Subagents fail. Network errors, model errors, unexpected output formats. Your orchestrator needs to handle this without failing the whole workflow:

def run_subagent_safe(task: str, context: str, system: str, retries: int = 2) -> dict:
    for attempt in range(retries + 1):
        try:
            result = run_subagent(task, context, system)
            return {"success": True, "result": result}
        except Exception as e:
            if attempt == retries:
                return {"success": False, "error": str(e), "task": task}
    return {"success": False, "error": "Max retries exceeded", "task": task}

# In orchestrator: handle partial failures
results = {}
failed = []
for future in as_completed(futures):
    task_id = futures[future]
    outcome = future.result()
    if outcome["success"]:
        results[task_id] = outcome["result"]
    else:
        failed.append(outcome)

if failed:
    # Decide: proceed with partial results, retry failed tasks, or surface error
    pass

Human-in-the-loop checkpoints

For consequential workflows — ones that write to a database, send communications, execute financial transactions — add explicit checkpoints where a human reviews before the agent proceeds.

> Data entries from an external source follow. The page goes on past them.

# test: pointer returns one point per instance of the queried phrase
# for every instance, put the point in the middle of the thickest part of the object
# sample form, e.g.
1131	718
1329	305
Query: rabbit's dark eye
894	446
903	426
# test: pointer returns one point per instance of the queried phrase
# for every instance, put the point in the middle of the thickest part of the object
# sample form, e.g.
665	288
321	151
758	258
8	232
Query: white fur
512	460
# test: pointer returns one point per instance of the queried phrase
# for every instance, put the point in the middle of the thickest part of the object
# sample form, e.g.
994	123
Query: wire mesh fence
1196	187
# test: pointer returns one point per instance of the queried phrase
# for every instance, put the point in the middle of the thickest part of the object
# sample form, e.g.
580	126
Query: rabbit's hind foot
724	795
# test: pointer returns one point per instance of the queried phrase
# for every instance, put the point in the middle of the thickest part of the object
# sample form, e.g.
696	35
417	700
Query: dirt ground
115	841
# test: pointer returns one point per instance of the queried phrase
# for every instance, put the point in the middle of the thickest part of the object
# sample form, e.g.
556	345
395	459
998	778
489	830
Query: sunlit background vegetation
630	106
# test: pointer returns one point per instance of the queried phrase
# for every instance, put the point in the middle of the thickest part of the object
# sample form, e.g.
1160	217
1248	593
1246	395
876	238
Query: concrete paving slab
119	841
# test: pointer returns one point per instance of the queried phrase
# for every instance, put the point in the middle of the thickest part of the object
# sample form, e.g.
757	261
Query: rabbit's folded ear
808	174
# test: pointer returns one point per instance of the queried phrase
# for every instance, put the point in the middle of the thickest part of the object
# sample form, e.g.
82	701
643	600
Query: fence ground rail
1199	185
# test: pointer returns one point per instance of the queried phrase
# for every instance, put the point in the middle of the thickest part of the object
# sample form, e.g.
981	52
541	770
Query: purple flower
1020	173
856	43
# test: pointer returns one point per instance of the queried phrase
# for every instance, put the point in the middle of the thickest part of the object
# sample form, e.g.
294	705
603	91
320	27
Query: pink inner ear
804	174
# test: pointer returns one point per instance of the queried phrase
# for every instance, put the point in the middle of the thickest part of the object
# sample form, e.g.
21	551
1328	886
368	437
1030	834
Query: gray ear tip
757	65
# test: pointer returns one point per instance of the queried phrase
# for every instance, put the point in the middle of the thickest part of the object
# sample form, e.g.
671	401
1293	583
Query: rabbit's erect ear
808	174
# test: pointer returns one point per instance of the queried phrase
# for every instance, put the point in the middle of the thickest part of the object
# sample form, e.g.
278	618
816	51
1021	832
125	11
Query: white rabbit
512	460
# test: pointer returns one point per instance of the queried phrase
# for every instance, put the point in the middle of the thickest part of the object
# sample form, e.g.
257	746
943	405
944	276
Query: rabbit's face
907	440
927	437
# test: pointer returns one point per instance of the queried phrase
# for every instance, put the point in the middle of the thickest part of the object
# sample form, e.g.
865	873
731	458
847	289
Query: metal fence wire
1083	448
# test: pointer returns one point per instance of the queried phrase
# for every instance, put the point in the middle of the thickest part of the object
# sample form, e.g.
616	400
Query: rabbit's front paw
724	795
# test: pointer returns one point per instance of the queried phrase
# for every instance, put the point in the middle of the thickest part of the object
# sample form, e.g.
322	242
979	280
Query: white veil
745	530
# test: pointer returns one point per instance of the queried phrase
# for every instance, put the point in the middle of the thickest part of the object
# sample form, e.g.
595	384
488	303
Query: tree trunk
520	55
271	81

def checkpoint(description: str, payload: dict) -> bool:
    """Show the human what the agent is about to do. Return True to proceed."""
    print(f"\n--- CHECKPOINT ---")
    print(f"About to: {description}")
    print(f"Payload: {json.dumps(payload, indent=2)}")
    response = input("Proceed? [y/n]: ")
    return response.lower() == "y"

# In your agent loop:
if checkpoint("Send email to client", {"to": email, "subject": subject, "body": body}):
    send_email(email, subject, body)
else:
    print("Cancelled by user")

In production, checkpoints surface in a UI rather than a terminal prompt — but the pattern is the same. The agent pauses, the human reviews, the agent continues or stops.

The patterns that look good but fail

Too many agents for a simple task. Orchestration adds latency, complexity, and failure surface. If a single well-prompted Claude call can do the job, use it. Multi-agent is for tasks where the single-call approach genuinely falls short.

Agents that call each other in cycles. Agent A calls Agent B, which calls Agent C, which calls Agent A. You get a loop. Design flows as DAGs (directed acyclic graphs) — each agent's output feeds forward, never backward.

Passing full conversation history through agents. If Agent A's full 10,000-token conversation is passed as context to Agent B, your context consumption compounds quickly. Extract summaries or structured outputs, not raw histories.

No output validation between stages. If Agent A produces malformed JSON that Agent B expects to parse, Agent B fails and the error is hard to trace. Validate outputs at each handoff point.

Choosing the right model per agent

You do not need to use the same model for every agent. Use the most capable model where quality matters most (the synthesis step, complex reasoning) and cheaper/faster models where precision is less critical (classification, routing, simple extraction):

ORCHESTRATOR_MODEL = "claude-sonnet-4-6"   # planning and synthesis
SUBAGENT_MODEL = "claude-haiku-4-5-20251001"  # fast, cheap parallel workers
JUDGE_MODEL = "claude-haiku-4-5-20251001"     # eval/validation

This can cut cost 60-80% on parallelized workloads with no meaningful quality loss on the subtasks themselves.